Gängige GM-CSFR Inhibitors sind unter underem Trichostatin A CAS 58880-19-6, 5-Azacytidine CAS 320-67-2, Resveratrol CAS 501-36-0, Curcumin CAS 458-37-7 und Disulfiram CAS 97-77-8.

GM-CSFR-Inhibitoren sind eine Klasse chemischer Verbindungen, die speziell auf den Granulozyten-Makrophagen-Kolonie-stimulierenden Faktor-Rezeptor (GM-CSFR) abzielen und dessen Aktivität modulieren. Dieser Rezeptor ist hauptsächlich an der Hämatopoese und der Regulierung von Immunzellen beteiligt. GM-CSFR ist ein heterodimerer Rezeptor, der aus einer Alpha-Untereinheit, die GM-CSF (Granulozyten-Makrophagen-Kolonie-stimulierender Faktor) bindet, und einer Beta-Untereinheit, die mit Rezeptoren für andere Zytokine geteilt wird, besteht.

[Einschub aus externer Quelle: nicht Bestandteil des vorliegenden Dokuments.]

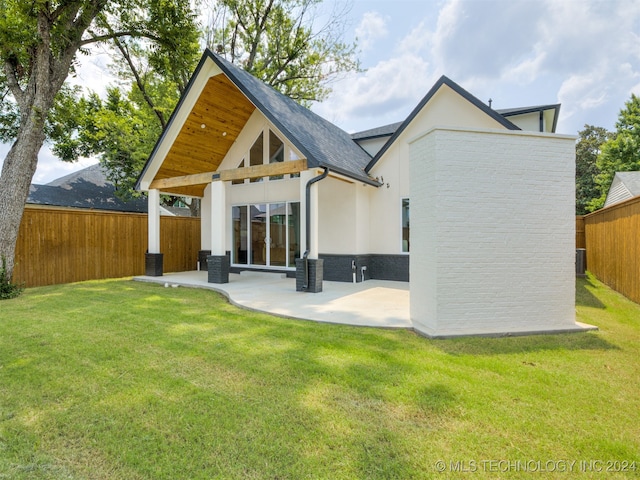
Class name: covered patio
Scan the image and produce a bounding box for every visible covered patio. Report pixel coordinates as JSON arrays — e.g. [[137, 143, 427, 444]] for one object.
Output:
[[134, 271, 410, 328]]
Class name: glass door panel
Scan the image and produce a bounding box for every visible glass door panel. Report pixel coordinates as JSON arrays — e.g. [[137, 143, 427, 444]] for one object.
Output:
[[288, 202, 300, 267], [269, 203, 286, 267], [250, 204, 267, 265], [232, 206, 248, 264], [232, 201, 300, 268]]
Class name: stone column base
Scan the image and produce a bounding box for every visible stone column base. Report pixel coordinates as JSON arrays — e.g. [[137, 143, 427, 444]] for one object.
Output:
[[145, 253, 163, 276], [207, 255, 230, 284], [198, 250, 211, 271], [295, 258, 324, 293]]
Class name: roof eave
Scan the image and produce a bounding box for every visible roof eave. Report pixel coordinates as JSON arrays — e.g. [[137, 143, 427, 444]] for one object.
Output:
[[135, 50, 215, 192], [365, 75, 521, 173]]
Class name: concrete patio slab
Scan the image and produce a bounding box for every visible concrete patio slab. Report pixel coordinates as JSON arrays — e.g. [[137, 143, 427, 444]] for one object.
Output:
[[134, 271, 411, 328]]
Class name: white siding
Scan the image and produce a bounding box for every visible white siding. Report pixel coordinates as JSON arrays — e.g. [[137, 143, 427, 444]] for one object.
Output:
[[368, 85, 508, 255], [410, 127, 577, 336], [604, 176, 633, 207], [355, 137, 391, 157], [318, 176, 358, 254]]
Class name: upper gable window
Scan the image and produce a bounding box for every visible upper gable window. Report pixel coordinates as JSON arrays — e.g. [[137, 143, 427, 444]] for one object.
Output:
[[269, 130, 285, 180], [233, 128, 300, 184], [249, 132, 264, 183]]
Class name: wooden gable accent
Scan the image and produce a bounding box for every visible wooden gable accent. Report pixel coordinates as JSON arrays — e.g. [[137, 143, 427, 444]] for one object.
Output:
[[149, 159, 308, 191], [152, 74, 256, 196]]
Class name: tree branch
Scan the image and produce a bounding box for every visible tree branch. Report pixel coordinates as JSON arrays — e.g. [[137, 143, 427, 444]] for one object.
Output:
[[112, 36, 167, 130], [80, 30, 163, 47], [3, 61, 26, 110]]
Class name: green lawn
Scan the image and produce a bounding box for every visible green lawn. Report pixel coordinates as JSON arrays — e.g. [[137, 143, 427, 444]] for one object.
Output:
[[0, 275, 638, 479]]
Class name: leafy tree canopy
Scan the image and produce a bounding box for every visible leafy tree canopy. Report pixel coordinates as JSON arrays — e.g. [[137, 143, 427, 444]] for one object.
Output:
[[0, 0, 201, 278], [206, 0, 359, 106], [575, 124, 611, 215], [590, 94, 640, 211], [55, 0, 360, 203]]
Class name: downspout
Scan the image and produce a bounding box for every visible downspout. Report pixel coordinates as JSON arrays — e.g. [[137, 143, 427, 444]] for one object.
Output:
[[302, 167, 329, 290]]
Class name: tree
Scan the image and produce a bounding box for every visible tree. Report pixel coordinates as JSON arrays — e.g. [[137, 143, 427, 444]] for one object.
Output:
[[0, 0, 199, 280], [590, 94, 640, 211], [206, 0, 359, 105], [57, 0, 360, 207], [575, 125, 611, 215]]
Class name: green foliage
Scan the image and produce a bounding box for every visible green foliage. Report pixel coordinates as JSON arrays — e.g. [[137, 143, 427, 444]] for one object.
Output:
[[590, 94, 640, 211], [575, 125, 611, 215], [208, 0, 360, 105], [0, 256, 23, 300]]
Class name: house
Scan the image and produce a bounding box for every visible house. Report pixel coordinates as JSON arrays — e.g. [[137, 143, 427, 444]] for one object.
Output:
[[137, 48, 585, 337], [29, 163, 190, 216], [604, 171, 640, 207]]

GM-CSFR-Inhibitoren sollen die Bindung oder die nachgeschaltete Signalübertragung dieses Rezeptorkomplexes stören und so die Aktivierung von Signalwegen verhindern, die am Zellwachstum, der Differenzierung und dem Überleben beteiligt sind. Diese Inhibitoren wirken in der Regel, indem sie die Rezeptor-Ligand-Interaktion blockieren, die Rezeptordimerisierung unterbrechen oder die nachgeschalteten Signalwege des Rezeptors hemmen, wie z. B. die JAK-STAT-, PI3K- oder MAPK-Signalwege. Chemisch gesehen können GM-CSFR-Inhibitoren in ihrer Struktur und Wirkungsweise stark variieren. Sie können kleine organische Moleküle, Peptide oder andere biologisch gewonnene Verbindungen umfassen, die eine hohe Spezifität für den GM-CSFR-Komplex aufweisen. Das Design und die Entwicklung dieser Inhibitoren umfassen häufig ein Hochdurchsatz-Screening chemischer Bibliotheken oder rationale Ansätze zur Arzneimittelentwicklung, um die Bindungsaffinität und -spezifität für die GM-CSFR-Alpha- oder -Beta-Untereinheiten zu optimieren. Darüber hinaus werden häufig strukturbiologische Techniken wie Kristallographie und Computermodellierung eingesetzt, um die Bindungswechselwirkungen zu verstehen und die Struktur des Inhibitors zu verfeinern. Durch die Modulation der Aktivität von GM-CSFR bieten diese Inhibitoren ein Werkzeug zur Untersuchung der komplexen Signalkaskaden, die durch GM-CSF vermittelt werden, und ermöglichen Einblicke in die Zellsignalisierung, die Funktion von Immunzellen und die Rezeptorbiologie. Ihre Charakterisierung umfasst häufig eine Analyse der Bindungsaffinität, der Spezifität für den Rezeptor und der Fähigkeit, nachgeschaltete Signalereignisse zu modulieren.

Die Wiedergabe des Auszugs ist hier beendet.